Memory Scoping
WAVE adopts a scoped acquire/release memory model that threads the needle between TSO (too restrictive for GPU hardware) and fully relaxed semantics (too weak for programmers to reason about correctly).
The Memory Model Spectrum
Section titled “The Memory Model Spectrum”GPU memory models sit on a spectrum:
-
TSO (Total Store Order): Used by x86 CPUs. Every store is immediately visible to all threads in program order. Simple to reason about, but GPUs cannot implement it efficiently --- their deep memory hierarchies, per-CU caches, and asynchronous memory controllers would require constant flushing.
-
Fully relaxed: Loads and stores can be reordered arbitrarily. Maximizes hardware freedom but pushes all correctness burden onto programmers, who must insert fences everywhere.
-
Scoped acquire/release: The middle ground. Ordering is enforced only when explicitly requested, and only at the scope where it matters.
Four Scope Levels
Section titled “Four Scope Levels”WAVE defines four memory scopes, matching the GPU execution hierarchy:
| Scope | Visibility | Use case |
|---|---|---|
| Wave | Lanes within the executing wave | Shuffle results, wave-level reductions |
| Workgroup | All waves in the workgroup | Shared local memory synchronization |
| Device | All waves on the GPU | Global memory coordination between workgroups |
| System | GPU and host CPU | Host-device communication, mapped buffers |
Why four levels?
Section titled “Why four levels?”Each scope corresponds to a distinct hardware boundary with different latency and coherence characteristics:
- Wave scope is free --- lanes within a wave share a register file or L0 cache. No fence is needed.

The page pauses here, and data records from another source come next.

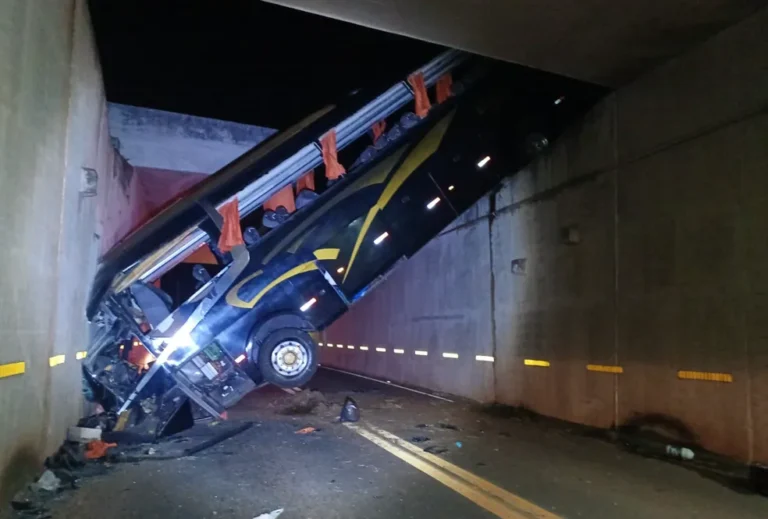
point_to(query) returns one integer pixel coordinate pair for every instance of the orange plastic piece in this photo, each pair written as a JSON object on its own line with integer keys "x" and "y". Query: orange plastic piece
{"x": 420, "y": 94}
{"x": 283, "y": 197}
{"x": 378, "y": 130}
{"x": 97, "y": 449}
{"x": 231, "y": 235}
{"x": 202, "y": 256}
{"x": 443, "y": 87}
{"x": 307, "y": 181}
{"x": 333, "y": 169}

- Workgroup scope requires flushing to the local data store (LDS/SLM/threadgroup memory), which is fast (tens of cycles).
- Device scope requires flushing to L2 or device memory, which is slower (hundreds of cycles).
- System scope requires cache invalidation visible to the CPU’s coherence domain, which is the most expensive (potentially thousands of cycles).
Collapsing these into fewer levels would force over-synchronization. For example, if workgroup and device scope were merged, every local memory fence would pay the cost of a global fence.
Acquire/Release Semantics
Section titled “Acquire/Release Semantics”WAVE uses acquire/release ordering for atomic operations and fences:
-
Acquire: No subsequent memory operation in the executing thread can be reordered before this operation. Used when reading shared state (“I need to see everything that happened before the release that made this value visible”).
-
Release: No preceding memory operation in the executing thread can be reordered after this operation. Used when publishing shared state (“everything I wrote before this point must be visible to anyone who acquires”).
; Producer (wave 0)store.global [addr], r0 ; write datafence.release.workgroup ; ensure store is visible at workgroup scopestore.global.release [flag], r1 ; signal completion
; Consumer (wave 1)load.global.acquire r2, [flag] ; acquire: see all stores before the releaseload.global [addr], r3 ; guaranteed to see r0's valueScoped fences
Section titled “Scoped fences”The scope field in the instruction encoding (bits [6:5]) specifies the fence scope. A fence.release.workgroup ensures visibility only within the workgroup --- it does not flush to device-wide caches. A fence.release.device flushes further. The backend maps each scope to the appropriate vendor-specific mechanism.
Vendor Memory Model Mapping
Section titled “Vendor Memory Model Mapping”| Concept | NVIDIA | AMD | Intel | Apple |
|---|---|---|---|---|
| Formal model | Axiomatic (published with PTX) | Operational (S_WAITCNT counters) | Scoreboard-based | Implicit (async loads) |
| Workgroup fence | membar.cta | s_waitcnt lgkmcnt(0) | fence.slm | threadgroup_barrier(mem_flags::mem_threadgroup) |
| Device fence | membar.gpu | s_waitcnt vmcnt(0) | fence.ugm | threadgroup_barrier(mem_flags::mem_device) |
| System fence | membar.sys | s_waitcnt vmcnt(0) + cache flush | fence.ugm.sys | Not directly exposed |
| Acquire | ld.acquire | s_waitcnt + buffer_gl0_inv | load.ugm.ca | Implicit via load ordering |
| Release | st.release | s_waitcnt before store | store.ugm.uc | Implicit via store ordering |
Key observation
Section titled “Key observation”Every vendor provides mechanisms that map naturally to scoped acquire/release. No vendor requires TSO. No vendor leaves ordering fully relaxed at the ISA level --- they all provide some form of scoped fencing. WAVE’s model captures the common denominator.
Why Not Relaxed + Fences Everywhere?
Section titled “Why Not Relaxed + Fences Everywhere?”A fully relaxed model with explicit fences would technically work, but it shifts the correctness burden entirely to the programmer (or compiler). Experience from C11/C++11 memory models shows that relaxed atomics are a persistent source of bugs. By making acquire/release the default for atomic operations and providing scoped fences, WAVE ensures that the most common synchronization patterns are correct by construction.
Why Not TSO?
Section titled “Why Not TSO?”TSO would require that every store become globally visible before any subsequent load executes. On a GPU with 64+ active waves per compute unit, each with 32—64 lanes, this would require serializing thousands of concurrent stores through a single coherence point. The performance cost would eliminate the GPU’s primary advantage: massive parallelism. Every vendor’s hardware is designed around relaxed ordering with explicit synchronization points, and WAVE’s model respects this reality.